Alexandra said, in a joking way, “Well, you and I, M. Villemain, I believe we are not yet expected.” But she was astonished to realize that he was in deadly earnest.
“All this is most intriguing,”she writes, “and I mean to study further the various theories about the afterworld, and the spirits of the dead. In meantime, however, since we would be so late getting back to London, I proposed to buy M. Villemain a good dinner in a restaurant, for there would be no hope of getting anything to eat at the Supreme Gnosis.”
In any event, Villemain now seemed in a mood to speak of occult matters, so Alexandra seized the opportunity to question him about the strange incident of the painting.

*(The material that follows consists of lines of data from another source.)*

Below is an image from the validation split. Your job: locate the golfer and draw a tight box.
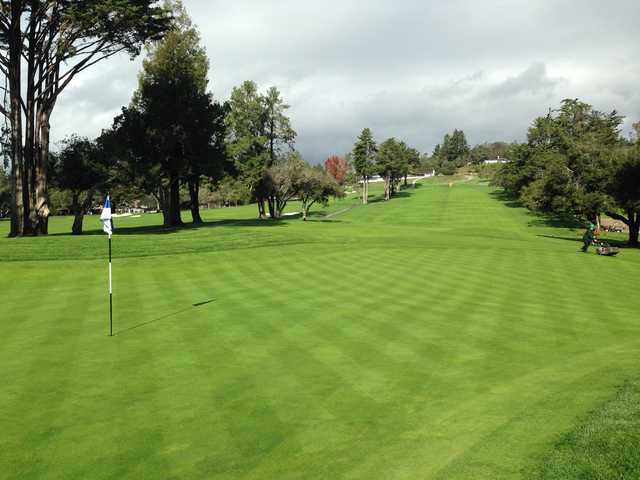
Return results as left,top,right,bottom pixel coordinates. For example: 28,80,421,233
582,223,596,253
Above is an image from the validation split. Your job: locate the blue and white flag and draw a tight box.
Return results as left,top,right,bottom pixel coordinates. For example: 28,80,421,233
100,195,113,237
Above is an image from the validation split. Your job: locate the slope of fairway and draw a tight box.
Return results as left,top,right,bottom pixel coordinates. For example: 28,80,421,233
0,182,640,479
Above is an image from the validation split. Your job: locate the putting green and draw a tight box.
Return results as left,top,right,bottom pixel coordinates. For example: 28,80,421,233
0,181,640,480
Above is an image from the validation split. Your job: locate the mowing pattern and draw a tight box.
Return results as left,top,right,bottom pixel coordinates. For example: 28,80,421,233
531,380,640,480
0,183,640,479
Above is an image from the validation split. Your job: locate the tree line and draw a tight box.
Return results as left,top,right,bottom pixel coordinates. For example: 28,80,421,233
0,0,342,236
494,99,640,245
350,128,421,204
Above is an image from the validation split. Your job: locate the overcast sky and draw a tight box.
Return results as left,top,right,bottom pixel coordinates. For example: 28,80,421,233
53,0,640,162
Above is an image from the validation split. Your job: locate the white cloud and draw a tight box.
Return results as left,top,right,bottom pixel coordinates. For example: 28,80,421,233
53,0,640,161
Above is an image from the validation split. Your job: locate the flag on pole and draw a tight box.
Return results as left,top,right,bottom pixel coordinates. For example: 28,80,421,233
100,195,113,237
100,195,113,336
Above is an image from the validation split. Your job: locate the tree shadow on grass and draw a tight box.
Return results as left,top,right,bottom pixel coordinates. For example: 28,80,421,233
489,190,585,230
537,235,634,248
114,298,215,337
49,216,288,237
367,190,413,203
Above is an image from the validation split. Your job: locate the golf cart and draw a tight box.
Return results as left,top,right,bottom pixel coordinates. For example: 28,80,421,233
593,240,620,257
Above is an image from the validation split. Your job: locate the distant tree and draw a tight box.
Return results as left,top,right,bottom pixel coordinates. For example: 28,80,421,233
226,81,296,218
266,152,305,218
375,138,406,200
296,165,344,221
324,155,347,185
0,165,11,218
494,99,633,241
262,87,296,218
606,144,640,246
0,0,171,236
109,2,226,226
432,129,470,175
225,81,271,218
52,135,109,235
352,128,377,204
469,142,510,165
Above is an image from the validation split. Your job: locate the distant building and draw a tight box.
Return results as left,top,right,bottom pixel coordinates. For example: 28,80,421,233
482,155,511,165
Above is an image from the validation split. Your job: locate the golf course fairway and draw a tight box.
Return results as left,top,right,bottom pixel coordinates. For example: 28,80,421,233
0,180,640,480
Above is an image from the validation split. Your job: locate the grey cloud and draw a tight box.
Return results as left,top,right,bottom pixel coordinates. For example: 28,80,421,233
487,63,564,98
53,0,640,161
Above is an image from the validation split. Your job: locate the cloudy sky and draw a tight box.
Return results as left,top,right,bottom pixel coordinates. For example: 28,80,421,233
53,0,640,162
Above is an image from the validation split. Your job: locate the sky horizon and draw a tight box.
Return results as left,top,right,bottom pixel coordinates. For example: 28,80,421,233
52,0,640,163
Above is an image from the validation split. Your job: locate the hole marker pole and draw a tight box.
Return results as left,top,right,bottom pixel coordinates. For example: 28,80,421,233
109,234,113,337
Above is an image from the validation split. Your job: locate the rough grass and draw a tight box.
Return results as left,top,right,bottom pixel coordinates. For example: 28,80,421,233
531,380,640,480
0,178,640,479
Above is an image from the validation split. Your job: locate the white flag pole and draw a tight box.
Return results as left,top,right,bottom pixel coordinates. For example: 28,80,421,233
109,233,113,337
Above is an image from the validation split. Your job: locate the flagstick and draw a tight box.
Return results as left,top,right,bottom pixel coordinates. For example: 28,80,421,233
109,234,113,337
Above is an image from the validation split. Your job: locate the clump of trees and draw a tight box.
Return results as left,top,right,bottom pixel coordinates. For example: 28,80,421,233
225,81,296,218
52,136,110,235
110,2,227,226
0,0,171,236
494,99,640,245
324,155,348,185
430,129,470,175
351,128,378,205
350,128,423,204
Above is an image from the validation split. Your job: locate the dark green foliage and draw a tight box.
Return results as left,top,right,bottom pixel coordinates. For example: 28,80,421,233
375,138,408,200
52,136,110,235
432,129,469,175
352,128,378,178
225,81,296,218
469,142,511,164
110,2,227,225
0,0,172,236
0,166,11,218
494,99,640,244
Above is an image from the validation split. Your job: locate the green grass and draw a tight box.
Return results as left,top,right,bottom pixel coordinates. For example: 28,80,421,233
532,380,640,480
0,181,640,479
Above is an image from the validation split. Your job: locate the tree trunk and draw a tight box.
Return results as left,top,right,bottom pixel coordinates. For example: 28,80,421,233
189,177,202,225
168,173,183,227
156,185,171,227
8,0,28,237
71,214,84,235
362,175,369,205
33,112,51,235
628,211,640,247
267,195,278,218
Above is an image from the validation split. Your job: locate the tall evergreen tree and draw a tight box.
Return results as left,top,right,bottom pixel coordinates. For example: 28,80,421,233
226,81,296,218
352,128,377,204
0,0,171,236
107,1,225,226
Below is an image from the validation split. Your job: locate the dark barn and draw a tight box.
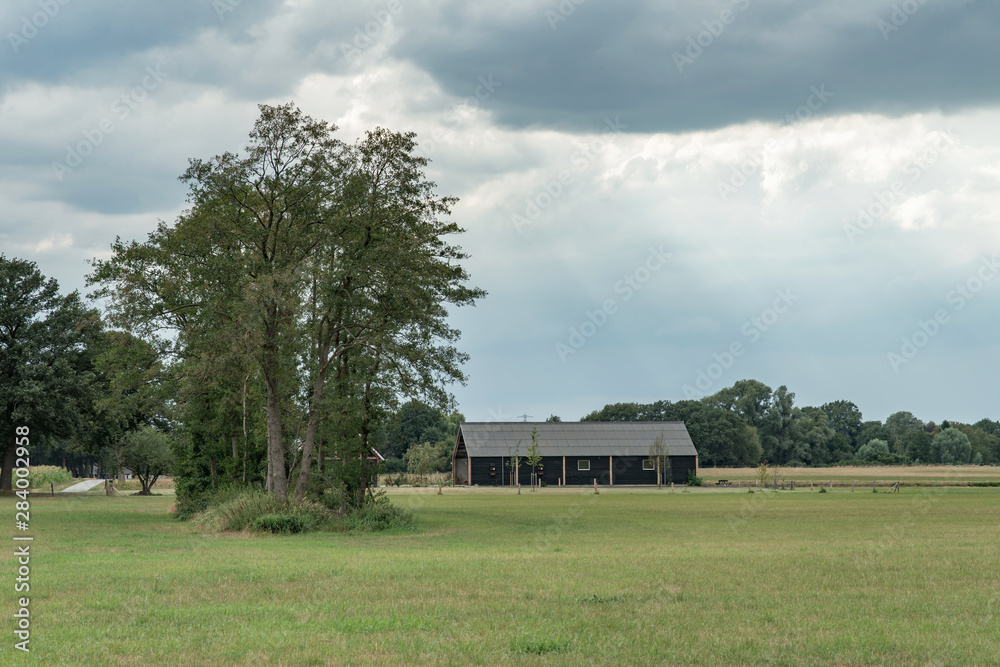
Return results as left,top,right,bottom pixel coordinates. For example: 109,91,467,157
452,422,698,486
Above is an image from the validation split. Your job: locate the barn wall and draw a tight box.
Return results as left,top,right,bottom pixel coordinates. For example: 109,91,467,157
452,456,476,486
614,456,656,486
670,456,698,484
472,456,507,486
454,455,695,486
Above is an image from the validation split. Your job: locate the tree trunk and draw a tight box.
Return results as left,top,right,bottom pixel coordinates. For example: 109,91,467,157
265,371,288,503
295,345,330,501
0,434,17,491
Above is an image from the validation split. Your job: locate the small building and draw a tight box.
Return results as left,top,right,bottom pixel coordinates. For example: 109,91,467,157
452,422,698,486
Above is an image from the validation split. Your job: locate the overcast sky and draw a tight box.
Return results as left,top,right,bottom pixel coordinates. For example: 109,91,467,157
0,0,1000,421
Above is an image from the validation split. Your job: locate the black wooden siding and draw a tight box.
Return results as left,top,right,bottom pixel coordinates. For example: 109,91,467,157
456,456,695,486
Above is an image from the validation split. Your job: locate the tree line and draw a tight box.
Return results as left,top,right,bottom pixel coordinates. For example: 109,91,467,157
0,104,485,506
582,380,1000,467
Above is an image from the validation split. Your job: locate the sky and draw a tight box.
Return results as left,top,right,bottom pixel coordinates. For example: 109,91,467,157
0,0,1000,422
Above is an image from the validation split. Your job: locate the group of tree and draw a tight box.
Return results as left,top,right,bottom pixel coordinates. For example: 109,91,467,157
88,104,485,506
0,255,172,494
374,399,465,475
583,380,1000,467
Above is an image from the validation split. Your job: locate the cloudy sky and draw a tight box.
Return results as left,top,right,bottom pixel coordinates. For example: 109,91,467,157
0,0,1000,421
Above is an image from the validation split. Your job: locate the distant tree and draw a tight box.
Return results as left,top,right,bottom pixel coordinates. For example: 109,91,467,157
858,420,892,454
123,426,173,496
821,400,862,452
649,435,670,489
580,401,672,422
664,401,761,467
885,411,924,454
379,400,450,458
973,419,1000,437
702,380,772,428
0,255,101,490
931,422,972,465
858,438,889,461
903,429,931,463
404,442,448,477
952,424,1000,464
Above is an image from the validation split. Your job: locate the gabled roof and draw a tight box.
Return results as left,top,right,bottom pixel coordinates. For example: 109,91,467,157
456,422,698,458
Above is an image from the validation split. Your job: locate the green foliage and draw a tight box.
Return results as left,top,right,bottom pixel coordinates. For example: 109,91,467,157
122,426,174,495
341,495,414,533
28,466,73,489
192,486,332,532
931,428,972,465
253,514,316,534
0,254,102,490
903,429,931,463
858,438,889,461
820,400,861,452
403,441,452,475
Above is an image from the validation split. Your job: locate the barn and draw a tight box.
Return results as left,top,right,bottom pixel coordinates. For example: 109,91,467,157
452,422,698,486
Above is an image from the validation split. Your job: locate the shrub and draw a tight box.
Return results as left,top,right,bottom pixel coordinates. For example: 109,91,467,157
341,496,413,533
28,466,73,489
194,487,332,533
253,514,316,534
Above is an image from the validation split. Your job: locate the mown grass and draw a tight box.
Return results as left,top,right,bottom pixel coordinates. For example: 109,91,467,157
0,488,1000,665
698,465,1000,486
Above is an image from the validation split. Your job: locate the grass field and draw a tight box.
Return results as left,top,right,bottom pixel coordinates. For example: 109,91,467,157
0,488,1000,665
698,466,1000,486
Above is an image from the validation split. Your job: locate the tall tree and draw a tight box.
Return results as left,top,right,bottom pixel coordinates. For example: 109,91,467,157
0,255,101,490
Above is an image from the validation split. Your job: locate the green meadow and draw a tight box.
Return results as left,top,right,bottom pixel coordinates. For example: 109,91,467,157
0,487,1000,665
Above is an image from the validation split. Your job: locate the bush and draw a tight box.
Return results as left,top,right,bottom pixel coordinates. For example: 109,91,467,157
253,514,316,534
341,496,413,533
28,466,73,489
194,487,332,532
380,458,406,475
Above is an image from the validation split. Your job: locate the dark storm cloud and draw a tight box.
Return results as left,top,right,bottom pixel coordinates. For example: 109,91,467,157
0,0,281,94
395,0,1000,132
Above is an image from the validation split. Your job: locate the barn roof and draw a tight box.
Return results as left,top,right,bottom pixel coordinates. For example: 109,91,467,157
456,422,698,457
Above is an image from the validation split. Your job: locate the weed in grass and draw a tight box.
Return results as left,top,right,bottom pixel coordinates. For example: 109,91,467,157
580,593,629,604
511,637,570,655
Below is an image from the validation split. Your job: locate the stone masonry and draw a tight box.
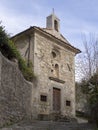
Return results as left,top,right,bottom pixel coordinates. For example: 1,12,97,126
0,53,33,127
12,14,80,119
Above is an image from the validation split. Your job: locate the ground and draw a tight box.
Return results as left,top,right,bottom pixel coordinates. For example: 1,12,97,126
0,119,95,130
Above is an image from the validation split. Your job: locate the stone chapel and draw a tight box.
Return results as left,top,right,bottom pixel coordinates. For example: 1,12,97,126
12,13,80,119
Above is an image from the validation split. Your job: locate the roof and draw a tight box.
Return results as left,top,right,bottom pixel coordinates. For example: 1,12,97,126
11,26,81,54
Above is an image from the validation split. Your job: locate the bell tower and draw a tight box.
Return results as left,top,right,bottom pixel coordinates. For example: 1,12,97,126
46,11,60,32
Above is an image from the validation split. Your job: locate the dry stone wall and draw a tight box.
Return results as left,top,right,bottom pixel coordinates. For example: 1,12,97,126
0,53,33,127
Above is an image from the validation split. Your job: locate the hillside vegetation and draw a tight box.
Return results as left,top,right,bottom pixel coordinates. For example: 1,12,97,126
0,24,35,81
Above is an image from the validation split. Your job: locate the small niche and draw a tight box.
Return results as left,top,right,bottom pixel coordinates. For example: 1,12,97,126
52,51,56,58
40,95,47,102
66,100,71,106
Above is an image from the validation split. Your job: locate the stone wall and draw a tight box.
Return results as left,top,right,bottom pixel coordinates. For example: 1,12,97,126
0,53,33,127
33,33,75,116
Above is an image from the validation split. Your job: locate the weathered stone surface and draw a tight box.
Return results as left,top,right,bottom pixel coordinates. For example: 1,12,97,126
0,53,33,126
12,14,80,118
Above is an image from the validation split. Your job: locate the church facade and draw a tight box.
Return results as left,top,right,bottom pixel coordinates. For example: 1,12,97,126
12,14,80,119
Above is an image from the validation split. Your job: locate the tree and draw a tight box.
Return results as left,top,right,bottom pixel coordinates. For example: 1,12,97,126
76,34,98,79
0,24,35,81
78,35,98,125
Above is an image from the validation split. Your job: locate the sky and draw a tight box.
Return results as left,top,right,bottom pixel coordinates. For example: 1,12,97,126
0,0,98,50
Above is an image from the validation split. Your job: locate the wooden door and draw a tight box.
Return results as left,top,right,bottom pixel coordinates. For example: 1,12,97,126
53,88,61,111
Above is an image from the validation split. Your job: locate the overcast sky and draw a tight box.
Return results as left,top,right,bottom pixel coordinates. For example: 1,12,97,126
0,0,98,49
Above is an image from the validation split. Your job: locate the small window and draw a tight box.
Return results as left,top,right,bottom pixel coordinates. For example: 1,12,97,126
67,64,71,71
54,20,58,31
66,100,71,106
40,95,47,102
52,51,56,58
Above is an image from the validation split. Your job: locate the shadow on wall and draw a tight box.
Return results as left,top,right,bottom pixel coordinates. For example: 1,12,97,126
0,53,33,127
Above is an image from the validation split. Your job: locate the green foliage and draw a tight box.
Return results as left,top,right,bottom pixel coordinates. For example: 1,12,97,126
80,72,98,125
0,22,35,81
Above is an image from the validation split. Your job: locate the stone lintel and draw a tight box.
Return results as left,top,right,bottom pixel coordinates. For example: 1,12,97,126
49,77,65,84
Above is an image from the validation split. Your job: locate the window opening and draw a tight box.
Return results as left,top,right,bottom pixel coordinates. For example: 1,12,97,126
66,100,71,106
40,95,47,102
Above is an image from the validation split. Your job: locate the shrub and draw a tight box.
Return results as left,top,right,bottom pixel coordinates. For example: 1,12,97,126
0,22,35,81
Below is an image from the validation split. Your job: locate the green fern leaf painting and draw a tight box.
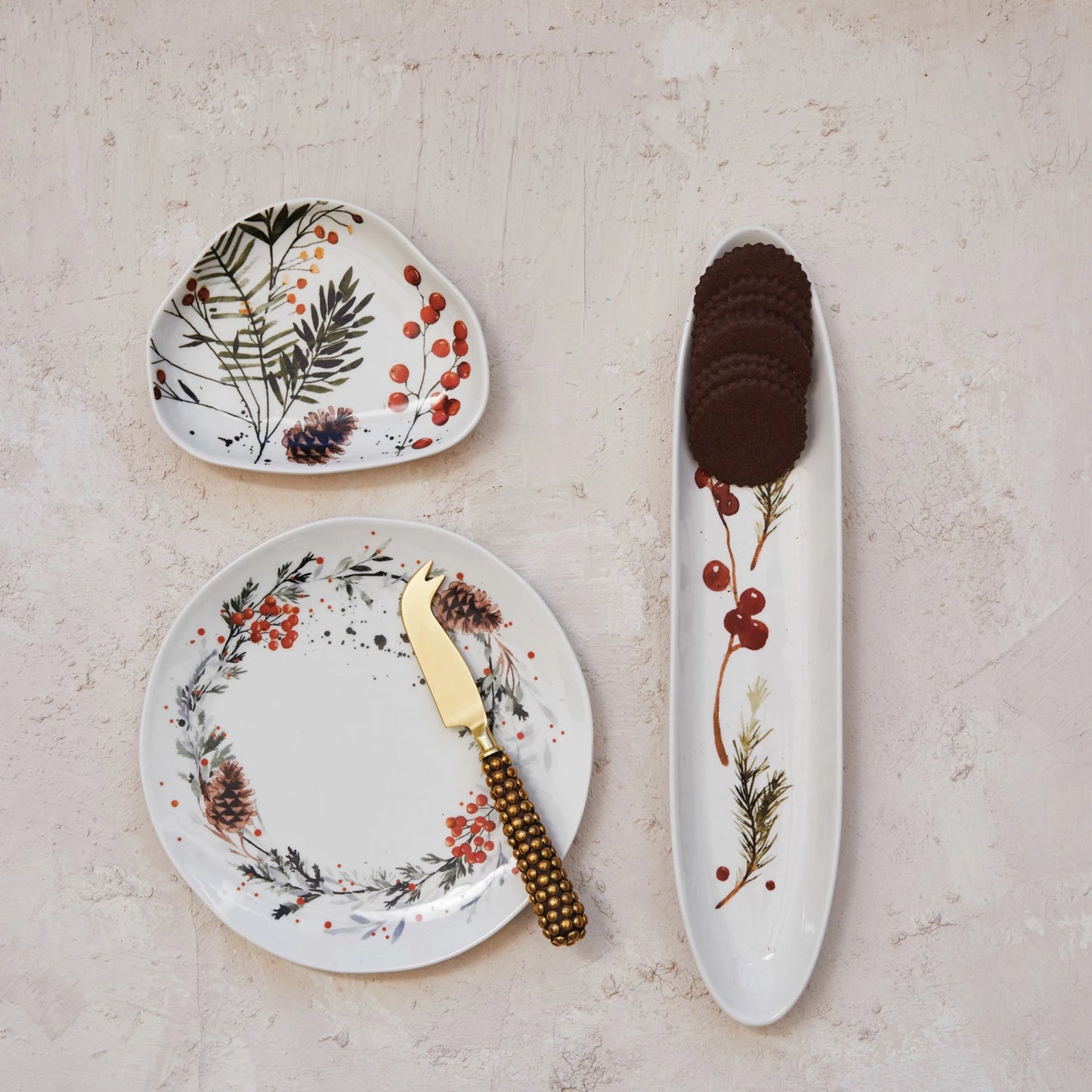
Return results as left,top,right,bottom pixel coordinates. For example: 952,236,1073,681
149,201,487,473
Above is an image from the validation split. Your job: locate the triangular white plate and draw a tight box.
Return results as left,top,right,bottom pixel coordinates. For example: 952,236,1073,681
670,228,842,1024
147,199,489,474
140,518,592,971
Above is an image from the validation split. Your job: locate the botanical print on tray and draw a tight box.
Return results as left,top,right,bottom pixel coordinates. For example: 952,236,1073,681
160,543,555,940
694,467,793,910
149,201,472,469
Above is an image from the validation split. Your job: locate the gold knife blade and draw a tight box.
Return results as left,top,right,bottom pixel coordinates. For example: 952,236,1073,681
400,561,500,756
398,561,587,948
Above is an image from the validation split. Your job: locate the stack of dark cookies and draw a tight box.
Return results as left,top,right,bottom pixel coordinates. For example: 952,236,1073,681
685,249,812,486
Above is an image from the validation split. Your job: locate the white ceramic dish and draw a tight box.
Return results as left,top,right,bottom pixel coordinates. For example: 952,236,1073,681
140,518,592,972
147,200,489,474
670,228,842,1025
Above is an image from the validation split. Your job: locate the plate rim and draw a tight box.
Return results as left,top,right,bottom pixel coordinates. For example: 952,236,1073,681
668,225,844,1028
144,196,489,478
138,515,595,975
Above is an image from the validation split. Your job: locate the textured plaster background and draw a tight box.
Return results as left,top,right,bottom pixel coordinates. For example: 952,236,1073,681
0,0,1092,1090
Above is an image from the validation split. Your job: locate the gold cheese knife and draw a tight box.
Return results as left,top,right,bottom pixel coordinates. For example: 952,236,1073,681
401,561,587,948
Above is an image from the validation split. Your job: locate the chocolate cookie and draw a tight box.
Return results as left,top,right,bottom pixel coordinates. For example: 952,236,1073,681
684,353,797,415
704,290,812,353
688,378,808,486
690,314,812,390
694,243,812,311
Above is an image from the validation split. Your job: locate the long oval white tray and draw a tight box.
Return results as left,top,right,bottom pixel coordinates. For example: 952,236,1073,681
670,227,842,1025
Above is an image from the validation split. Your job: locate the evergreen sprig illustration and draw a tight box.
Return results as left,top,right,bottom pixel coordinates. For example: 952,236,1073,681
150,202,373,463
716,678,792,910
751,473,793,572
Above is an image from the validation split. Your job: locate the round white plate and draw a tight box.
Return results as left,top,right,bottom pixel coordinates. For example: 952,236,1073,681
670,227,842,1024
140,518,592,972
147,199,489,474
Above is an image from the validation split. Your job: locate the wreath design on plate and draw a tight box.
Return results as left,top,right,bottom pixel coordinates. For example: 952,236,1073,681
172,543,549,940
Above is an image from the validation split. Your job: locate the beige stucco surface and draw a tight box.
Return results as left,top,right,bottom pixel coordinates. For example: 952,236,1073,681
0,0,1092,1092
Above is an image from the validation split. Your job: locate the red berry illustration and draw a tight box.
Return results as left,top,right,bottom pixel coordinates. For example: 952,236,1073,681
724,611,748,636
736,618,770,652
716,493,739,515
701,561,732,592
739,587,766,615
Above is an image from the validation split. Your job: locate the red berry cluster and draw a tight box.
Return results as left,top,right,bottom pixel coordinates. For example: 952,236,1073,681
314,224,338,247
182,277,212,307
444,793,497,865
237,595,299,651
724,587,770,651
387,265,471,432
694,466,739,515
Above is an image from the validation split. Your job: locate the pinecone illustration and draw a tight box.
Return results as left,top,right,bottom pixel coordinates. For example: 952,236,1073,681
280,407,357,466
204,760,257,834
432,580,505,633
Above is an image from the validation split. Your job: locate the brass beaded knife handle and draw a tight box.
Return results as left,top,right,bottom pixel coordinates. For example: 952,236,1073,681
481,750,587,948
401,561,587,948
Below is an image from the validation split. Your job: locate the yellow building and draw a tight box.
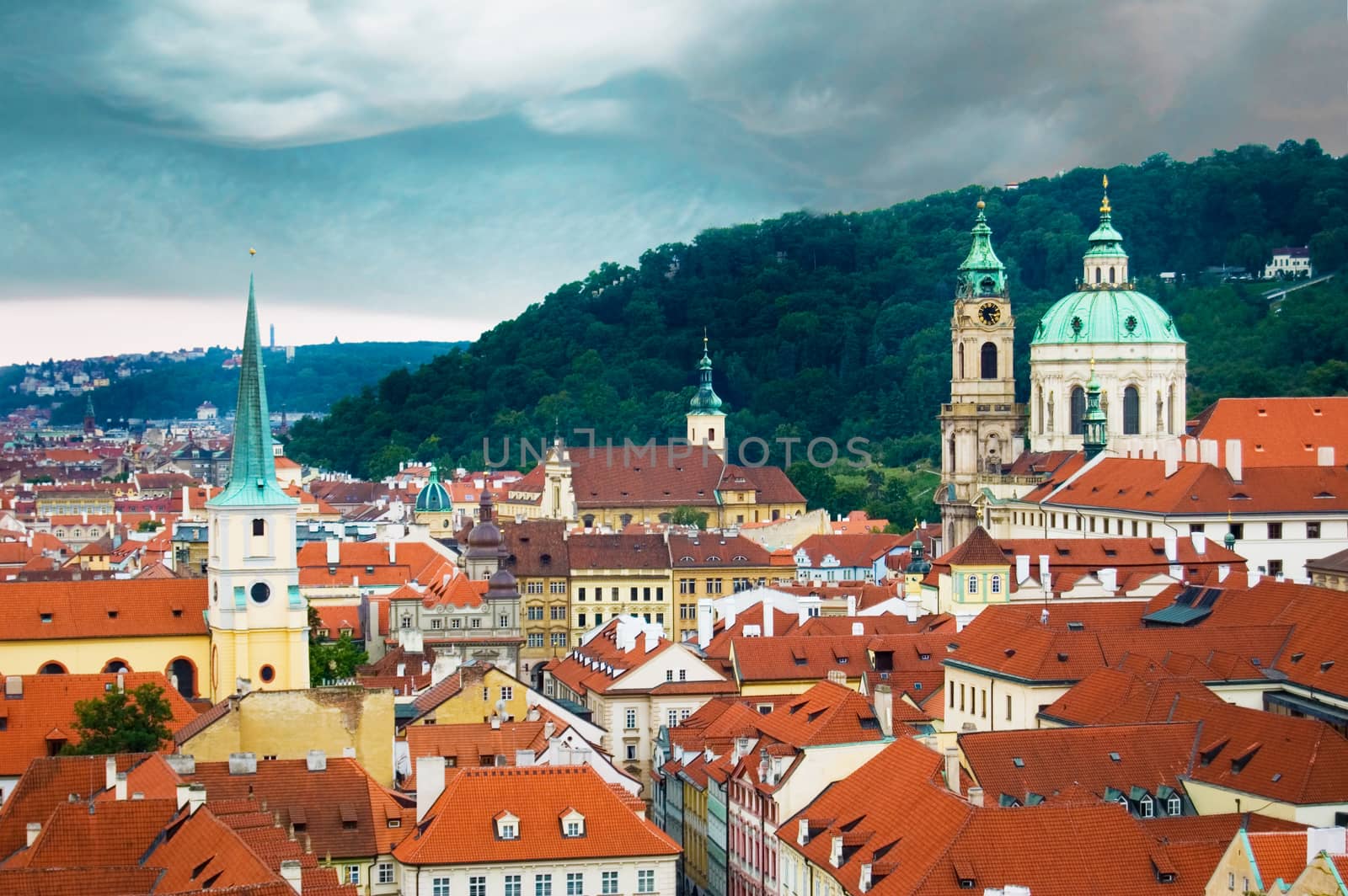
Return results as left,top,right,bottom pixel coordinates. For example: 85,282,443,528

Why, she wondered, was he afraid that she would be drawn into his painted landscape?
And in reply he began another story, as strange as the first.
A woman — like Villemain an initiate into the occult arts — was viewing a painting of an African landscape, an oasis with palm trees.
As she looked into the painting, she became lightheaded, and it seemed to her that she had somehow entered the painting and was walking among the palm trees, under the hot equatorial sun. For a while she wandered about in the desert, wiping her face with her handkerchief. Suddenly the light changed, she felt a violent shock, and she found herself in the artist’s studio, where it seemed she had fainted. She went to take out her handkerchief, but could not find it. Then she looked at the painting. There was the missing handkerchief, clearly painted into the picture, at the foot of a palm tree where she had dropped it. .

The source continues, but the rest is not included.